/OrientAGraph

Primary LanguageC++GNU General Public License v3.0GPL-3.0

OrientAGraph

OrientAGraph implements Maximum Likelihood Network Orientation (MNLO) within TreeMix, a popular package for estimating admixture graphs from f-statistics (and related quantities). In our experimental study, we found that MLNO either improved or else did not impact the accuracy of the original TreeMix search heuristic. To learn more, check out this paper with Arun Durvasula and Sriram Sankararaman.
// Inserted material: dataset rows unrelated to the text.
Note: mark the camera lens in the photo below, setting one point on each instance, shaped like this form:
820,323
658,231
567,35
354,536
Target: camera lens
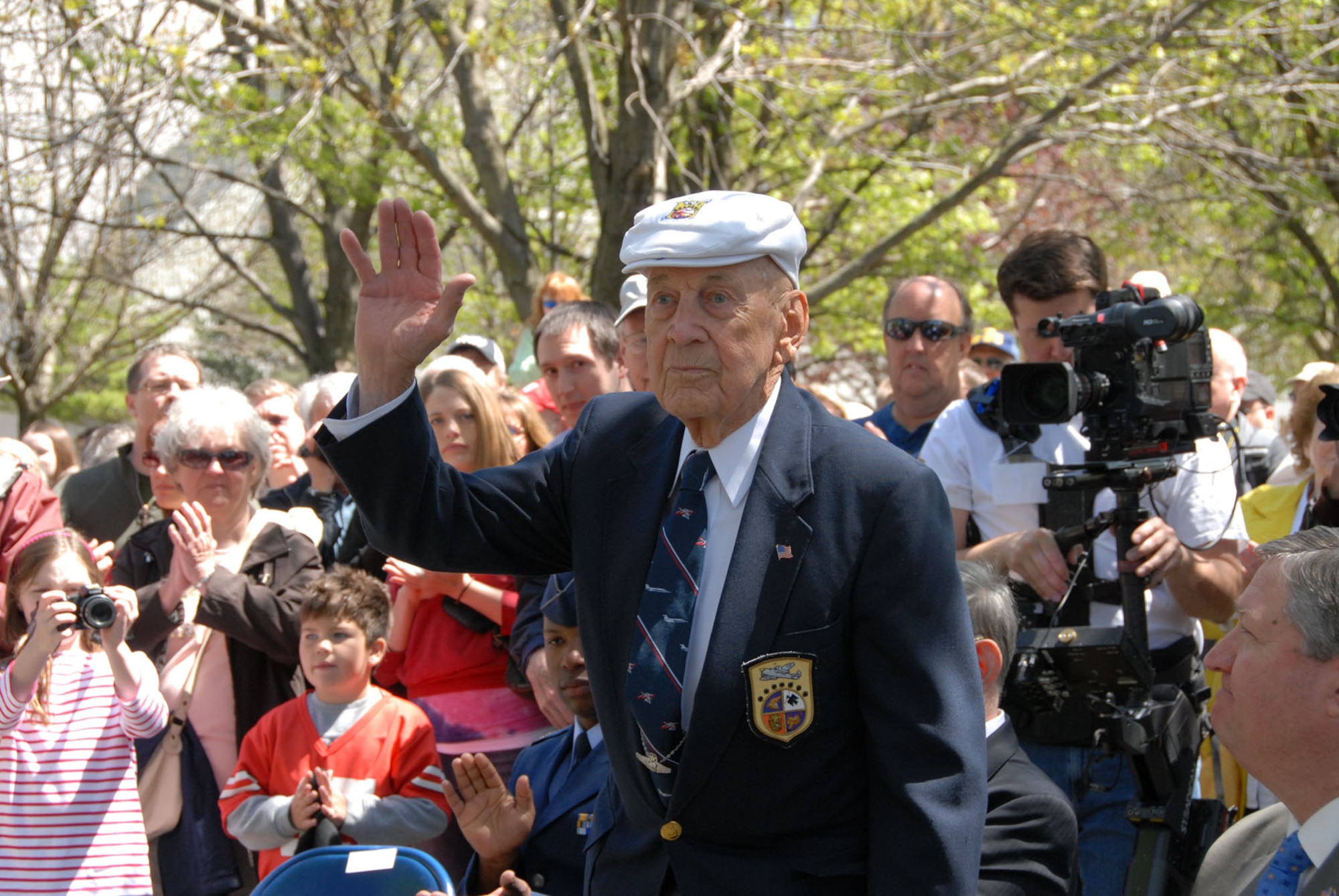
96,609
Starting in version 1.2: By default, OrientAGraph searches for the MLNO only after each of the first two admixture edges are added (equivalent to using the flag: -mlno 1,2). To get started, see the installation instructions below as well as this example.

Other Useages

  • To execute OrientAGraph as described in our original paper, you must include the -allmigs and -mlno flags to the end of your command. These options expand the maximum likelihood search but may be prohibitively expensive for large populations!
  • Based on our experience, it is important to use the -root <outgroup> flag. This option roots the starting tree at the user-specified outgroup before starting the network search.
  • To determine how to set the other options, we recommend reading the TreeMix manual.
  • There are also some options specific to OrientAGraph. As an example, OrientAGraph can be used to find the MLNO of a user-provided graph (option: -gf <vertex file> <edge file> -score mlno).

Acknowledgements

OrientAGraph is built from the TreeMix code by J.K. Pickrell and J.K. Pritchard, and like the TreeMix code, is provided under the GNU General Public License v3.0.

TreeMix is presented in Pickrell and Pritchard (2012) and in Pickrell et al. (2012).

OrientAGraph implements algorithms / utilizes theoretical results from Huber et al. (2019) and Francis and Steel (2015).

OrientAGraph has only been tested on Mac (using Apple clang version 12.0.0) and Linux (using gcc versions 4.8.5 and 4.9.3), both with GSL version 2.6.

Installation on MAC OS with homebrew

  1. Install GSL (we used version 2.7.1)
brew install gsl
  1. Export the path information for GSL.
GSL_VERSION=$(ls /opt/homebrew/Cellar/gsl/)
export INCLUDE_PATH="/opt/homebrew/Cellar/gsl/${GSL_VERSION}/include"
export LIBRARY_PATH="/opt/homebrew/Cellar/gsl/${GSL_VERSION}/lib"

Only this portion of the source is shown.